You are not buying a course. You are not buying a hype product. You are not buying seed from us, and you are not buying trays from us. We do not sell either. Grown Like A Pro is the operating system you run your South Slope farm on. The growing happens in your basement.

Try Grown Like A Pro free for 30 days →

South Slope microgreen FAQ

How much can I make growing microgreens in South Slope?
A working microgreen farm in South Slope produces $3,000 to $8,000 per month within 90 days of starting. The math: 100 trays per week, $20 to $30 net revenue per tray, harvested in a basement, garage, or spare room. The ceiling is set by how many restaurants and farmers market customers you can serve, not by the growing setup.
Is it legal to sell microgreens in NY?
Yes.

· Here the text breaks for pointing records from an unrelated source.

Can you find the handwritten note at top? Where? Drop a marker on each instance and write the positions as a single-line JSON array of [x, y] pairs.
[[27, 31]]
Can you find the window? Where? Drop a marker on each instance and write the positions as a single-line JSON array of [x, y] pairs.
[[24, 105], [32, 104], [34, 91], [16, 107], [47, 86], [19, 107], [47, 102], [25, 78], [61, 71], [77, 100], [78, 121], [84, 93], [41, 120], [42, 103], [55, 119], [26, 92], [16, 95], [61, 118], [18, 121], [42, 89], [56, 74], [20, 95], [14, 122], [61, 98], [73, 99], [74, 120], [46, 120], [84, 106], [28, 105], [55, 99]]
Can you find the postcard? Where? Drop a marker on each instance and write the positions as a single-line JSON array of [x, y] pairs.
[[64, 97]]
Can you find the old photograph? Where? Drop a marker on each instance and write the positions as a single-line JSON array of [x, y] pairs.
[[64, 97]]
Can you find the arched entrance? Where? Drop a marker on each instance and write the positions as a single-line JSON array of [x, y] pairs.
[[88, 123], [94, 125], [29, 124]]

In most of New York, microgreens fall under the state's cottage food law for direct-to-consumer retail at farmers markets and to private customers. Restaurant wholesale typically requires a basic food handler permit. Verify with the New York Department of Agriculture before you sign a wholesale contract.
What microgreens sell best in South Slope?
Sunflower, pea shoots, and radish are the three highest-volume sellers in nearly every U.S. city, including South Slope. Broccoli is the highest-margin variety because of its sulforaphane reputation with health-focused buyers. Specialty varieties like amaranth and shiso command premium pricing from chef-driven restaurants.
How much space do I need to grow microgreens in South Slope?
A 10 by 10 foot room with two shelving units holds 60 to 80 active trays, which is enough to produce $3,000 to $5,000 per month. A basement, garage corner, spare bedroom, or sunroom all work in South Slope's climate. Vertical shelving is the fastest path to higher revenue per square foot.
What is the best app for tracking microgreen production in South Slope?
Grown Like A Pro is the operating system used by working microgreen farms in South Slope. It handles seed density math, watering schedules, harvest timing, inventory, customer orders, and the financial side. Free 30-day trial with no credit card.
How long does it take to learn to grow microgreens commercially?
Most growers in South Slope are selling their first trays within 30 days of starting. Commercial proficiency, meaning you can run 50-plus trays per week without losing crops to mold or under-seeding, takes 60 to 90 days. The seed density and watering math is the single biggest predictor of how fast you get there.
Do I need a license to sell microgreens in South Slope?
For farmers market and direct-to-consumer sales in South Slope, most growers operate under New York's cottage food law with no special license. For wholesale to restaurants and grocery stores, you typically need a basic food handler permit, a sales tax permit, and depending on volume, an inspection from your county health department.
How do I price microgreens to restaurants in South Slope?
Restaurant wholesale in South Slope runs $1.50 to $2.50 per ounce for standard varieties, $3 to $5 per ounce for specialty varieties like shiso, micro basil, or amaranth. Sell by the pound for repeat accounts. Local fresh commands a premium over the shipped-in product that most South Slope restaurants currently buy.

Related guides

Once you have the South Slope math in your head, the next read is the density chart that drives every tray you plant.